Hallo ! Ich habe noch einen Hinweis - Bei Zip Laufwerken kann sich auch der Schreib-/Lesekopf verstellen.

- Das führt dann dazu, dass ein solches Laufwerk keine von anderen ZIP-LW beschriebenen Zip-Disketten mehr lesen kann, oder nur die Dateien
anzeigt und nichts mehr einlädt.
Mit einem so verstellten LW beschriebene ZIP-Disk können dann in einem anderen funktionierenden ZIP-LW nicht mehr gelesen werden, oder nur das Directory wird noch angezeigt.

- Den Fall habe ich hier mit einem internen ZIP in meinem Yamaha Sampler. Bin noch nicht dazu gekommen das "verstellte"
Zip da auszubauen, und habe mir dann mit einem weiteren externen SCSI-Zip LW beholfen.
Der Fehler bzw. die Ursache dahinter hat mir viel Kopfzerbrechen bereit.
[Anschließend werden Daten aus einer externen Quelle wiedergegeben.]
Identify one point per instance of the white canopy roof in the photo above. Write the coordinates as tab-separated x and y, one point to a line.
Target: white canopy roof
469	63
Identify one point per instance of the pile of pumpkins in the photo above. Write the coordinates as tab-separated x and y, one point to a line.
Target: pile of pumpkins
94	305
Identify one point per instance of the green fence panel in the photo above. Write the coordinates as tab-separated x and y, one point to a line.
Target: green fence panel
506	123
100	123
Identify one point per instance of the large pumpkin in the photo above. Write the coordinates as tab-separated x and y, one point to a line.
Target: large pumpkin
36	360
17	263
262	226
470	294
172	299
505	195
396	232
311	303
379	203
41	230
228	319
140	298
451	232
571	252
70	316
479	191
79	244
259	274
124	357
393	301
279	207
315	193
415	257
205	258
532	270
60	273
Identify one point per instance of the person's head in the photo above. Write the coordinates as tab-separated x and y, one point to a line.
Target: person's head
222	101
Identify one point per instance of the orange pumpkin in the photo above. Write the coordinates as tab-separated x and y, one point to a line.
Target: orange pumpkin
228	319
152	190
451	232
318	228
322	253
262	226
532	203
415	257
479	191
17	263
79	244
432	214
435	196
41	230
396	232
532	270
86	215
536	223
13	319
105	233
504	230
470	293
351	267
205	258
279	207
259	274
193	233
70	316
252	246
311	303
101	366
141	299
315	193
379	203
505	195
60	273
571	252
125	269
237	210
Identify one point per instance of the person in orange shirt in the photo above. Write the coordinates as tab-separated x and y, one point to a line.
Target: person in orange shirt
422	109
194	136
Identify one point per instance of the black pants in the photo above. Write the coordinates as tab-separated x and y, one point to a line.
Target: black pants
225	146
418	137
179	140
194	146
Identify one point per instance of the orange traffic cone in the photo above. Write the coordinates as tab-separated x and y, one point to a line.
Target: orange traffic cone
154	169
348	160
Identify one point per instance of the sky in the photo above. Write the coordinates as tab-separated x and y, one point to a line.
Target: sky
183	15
Einfach kommt man da nicht auf die Ursache.

- Also langer Rede kurzer Sinn :
- Wenn so etwas passiert, hilft KEIN Kabeltausch, weil das ZIP-LW eine Macke hat.
Wenn man ein "verstelltes ZIP" einzeln betreibt und nur als Backup benutzt, ist das solange OK, wie das LW noch funktioniert. Danach sind dann auch
alle mit diesem LW beschriebene ZIP-Disketten für andere LW nicht lesbar oder nur teilweise. Ist also dann keine gute Backup-Option.
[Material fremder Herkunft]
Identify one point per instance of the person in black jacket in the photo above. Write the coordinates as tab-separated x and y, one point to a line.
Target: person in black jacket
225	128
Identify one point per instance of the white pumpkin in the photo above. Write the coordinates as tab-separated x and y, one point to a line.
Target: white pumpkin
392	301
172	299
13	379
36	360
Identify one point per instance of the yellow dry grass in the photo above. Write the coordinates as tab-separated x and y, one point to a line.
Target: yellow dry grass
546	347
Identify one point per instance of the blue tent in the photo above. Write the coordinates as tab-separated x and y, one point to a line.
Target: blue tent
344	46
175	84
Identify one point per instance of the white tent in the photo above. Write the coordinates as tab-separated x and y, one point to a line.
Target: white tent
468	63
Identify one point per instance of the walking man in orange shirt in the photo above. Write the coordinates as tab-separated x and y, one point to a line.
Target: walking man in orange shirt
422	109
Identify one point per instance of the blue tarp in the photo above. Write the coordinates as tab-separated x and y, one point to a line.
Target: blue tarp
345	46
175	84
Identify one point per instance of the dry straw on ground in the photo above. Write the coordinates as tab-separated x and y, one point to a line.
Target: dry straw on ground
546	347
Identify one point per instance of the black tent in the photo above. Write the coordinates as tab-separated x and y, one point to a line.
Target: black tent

Kannst Du eine Zip löschen/ formatieren und beschreiben mit Daten vom Sampler aus mit dem "defekten" Kabel ?
Das wäre der Test hier den ich zuerst machen würde, bevor ich andere beschriebene ZIP-Disks teste.
Das würde bei einem verstellten Zip-LW problemlos gehen, nur halt nicht das Einlesen anderer Zip-Disks.